TEKNOLOJİ SERVİSİ

 Günümüzde üzerine yoğun araştırmalar yapılan alanlardan biri, iki boyutlu malzemeler. Atomların çok ince bir katman içinde birbirine bağlandığı bu malzemelerin ilk örneği ve bugüne kadar üzerine en çok çalışma yapılanı, karbon atomlarından oluşan grafen. Görece yakın zamanlarda bilimsel çalışmalara konu olmaya başlayan bir diğer iki boyutlu malzemeyse molibden disülfür (MoS2). Grafen ve MoS2 bazı bakımlardan birbirlerine benzer.

Her ikisi de güçlü ve esnek malzemelerdir. Aralarındaki önemli farklardan biri grafenin iletken, MoS2’nin yarı iletken olmasıdır. Diğer yandan MoS2, grafene kıyasla, kimyasal açıdan çok yönlü bir malzemedir. Örneğin yüzeyine ufak tefek müdahaleler yapılarak mikroorganizmaları yakalamak için yararlanılacak bir malzemeye dönüştürülebilir.

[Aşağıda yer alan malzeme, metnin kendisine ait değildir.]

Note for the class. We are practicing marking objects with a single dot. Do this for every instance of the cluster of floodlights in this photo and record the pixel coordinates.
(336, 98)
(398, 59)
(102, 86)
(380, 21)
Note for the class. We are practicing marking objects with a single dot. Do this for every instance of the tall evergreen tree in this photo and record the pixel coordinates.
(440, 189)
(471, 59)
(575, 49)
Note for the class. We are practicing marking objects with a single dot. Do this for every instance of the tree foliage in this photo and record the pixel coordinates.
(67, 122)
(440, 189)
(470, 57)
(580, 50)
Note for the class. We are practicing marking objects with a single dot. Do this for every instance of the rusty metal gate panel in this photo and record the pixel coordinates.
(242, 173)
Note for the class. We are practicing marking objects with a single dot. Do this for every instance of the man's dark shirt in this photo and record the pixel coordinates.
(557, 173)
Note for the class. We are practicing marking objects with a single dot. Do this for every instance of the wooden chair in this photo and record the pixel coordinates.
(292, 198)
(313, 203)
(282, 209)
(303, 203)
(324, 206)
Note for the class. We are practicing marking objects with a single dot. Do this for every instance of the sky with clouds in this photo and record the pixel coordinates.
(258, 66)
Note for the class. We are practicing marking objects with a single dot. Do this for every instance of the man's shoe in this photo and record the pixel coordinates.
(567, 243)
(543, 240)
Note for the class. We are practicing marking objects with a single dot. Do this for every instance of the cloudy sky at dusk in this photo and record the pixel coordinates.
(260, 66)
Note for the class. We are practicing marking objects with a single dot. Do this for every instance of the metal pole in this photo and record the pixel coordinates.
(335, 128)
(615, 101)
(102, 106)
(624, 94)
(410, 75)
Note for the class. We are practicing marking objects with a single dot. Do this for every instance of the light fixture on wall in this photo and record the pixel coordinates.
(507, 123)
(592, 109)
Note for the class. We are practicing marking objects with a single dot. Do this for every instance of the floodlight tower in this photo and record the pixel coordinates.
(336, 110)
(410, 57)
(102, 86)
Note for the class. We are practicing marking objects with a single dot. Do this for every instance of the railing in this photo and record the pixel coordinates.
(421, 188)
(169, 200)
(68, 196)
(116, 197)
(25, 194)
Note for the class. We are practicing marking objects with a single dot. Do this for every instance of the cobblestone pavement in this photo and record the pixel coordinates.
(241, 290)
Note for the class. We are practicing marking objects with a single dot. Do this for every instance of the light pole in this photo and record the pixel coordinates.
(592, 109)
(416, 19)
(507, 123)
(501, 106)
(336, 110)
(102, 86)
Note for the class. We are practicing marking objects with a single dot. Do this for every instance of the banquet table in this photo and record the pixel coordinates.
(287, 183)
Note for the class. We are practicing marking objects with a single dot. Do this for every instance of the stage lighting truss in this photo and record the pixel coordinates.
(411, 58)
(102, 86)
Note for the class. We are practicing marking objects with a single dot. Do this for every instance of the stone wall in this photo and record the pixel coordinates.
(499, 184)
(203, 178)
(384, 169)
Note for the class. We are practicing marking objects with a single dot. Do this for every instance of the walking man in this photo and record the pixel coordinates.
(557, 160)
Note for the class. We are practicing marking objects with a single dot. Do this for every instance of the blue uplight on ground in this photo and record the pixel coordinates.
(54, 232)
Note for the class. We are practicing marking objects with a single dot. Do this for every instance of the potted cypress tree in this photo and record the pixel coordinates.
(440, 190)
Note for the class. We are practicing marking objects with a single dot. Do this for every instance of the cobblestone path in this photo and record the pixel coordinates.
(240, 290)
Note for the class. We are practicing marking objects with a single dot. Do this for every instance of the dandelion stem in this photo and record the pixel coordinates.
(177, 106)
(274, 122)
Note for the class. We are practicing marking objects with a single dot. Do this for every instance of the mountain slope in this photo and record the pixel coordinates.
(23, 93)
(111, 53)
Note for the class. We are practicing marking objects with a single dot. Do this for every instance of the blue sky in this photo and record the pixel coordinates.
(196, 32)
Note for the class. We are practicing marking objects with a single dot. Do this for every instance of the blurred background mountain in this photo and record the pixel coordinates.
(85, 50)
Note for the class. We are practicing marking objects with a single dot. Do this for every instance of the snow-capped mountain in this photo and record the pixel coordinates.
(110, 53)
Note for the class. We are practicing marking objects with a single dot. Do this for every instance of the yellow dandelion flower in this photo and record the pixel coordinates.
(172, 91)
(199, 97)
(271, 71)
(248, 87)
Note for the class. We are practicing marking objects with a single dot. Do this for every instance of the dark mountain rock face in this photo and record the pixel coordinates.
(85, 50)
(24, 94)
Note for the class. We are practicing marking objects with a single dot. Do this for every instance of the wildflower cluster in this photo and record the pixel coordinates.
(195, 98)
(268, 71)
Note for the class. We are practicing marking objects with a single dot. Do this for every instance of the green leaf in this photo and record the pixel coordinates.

BAKTERİLERE MOS2 NANOPARÇACIKLARI ÜRETTİRMEYİ BAŞARDILAR

Bugün MoS2 üzerine yapılan araştırmalarda karşılaşılan zorluklardan biri, malzemenin sentezi için kullanılan yöntemlerin aşırı yüksek basınç ve aşırı yüksek sıcaklıklar gerektirmesi. Rensselaer Politeknik Enstitüsünde çalışan bir grup araştırmacı bu soruna çare olabilecek bir yöntem geliştirdi. James Rees, Yuri Gorbi ve Shayla Sawyer, Biointerphase’de yayımladıkları bir makalede Shewanella oneidensis türü bakterilere MoS2 nanoparçacıkları ürettirmeyi başardıklarını açıkladılar.

Bazı bakterilerin oksijensiz ortamda da solunum yapabildiği yüz yıldan uzun bir süredir bilinir. Shewanella oneidensis de bu tür bakterilerin bir örneği. Bu bakteriler solunum yaparken eğer ortamda oksijen varsa oksijen atomlarına elektron aktarır. Ortamda oksijen olmadığındaysa elektronlar çeşitli metal bileşiklerine aktarılır ve bu bileşikler nanoparçacıklar hâlinde çökelir. Araştırmacılar, deneme yanılma süreçleri sonucunda, molibden trioksit (MoO3) ve sodyum tiyosülfat (Na2S2O3·xH2O) bulunan ortamda büyütülen bakterilerin oksijensiz solunum sırasında 50-300 nanometre çapında MoS2 parçacıkları ürettiğini keşfetmişler. MoS2 üretmek için kullanılabilecek yeni yöntemde aşırı yüksek basınç ya da aşırı yüksek sıcaklıklara ihtiyaç duyulmaması önemli bir avantaj.

Bu yöntemle ilgili önemli bir sorunsa ortaya çıkan nanoparçacıklardaki atom dizilimlerinin elektronik cihazlarda kullanılmaya yetecek kadar düzenli olmaması. Araştırmacılar bir sonraki hedeflerinin bu sorunu aşmak olduğunu söylüyorlar.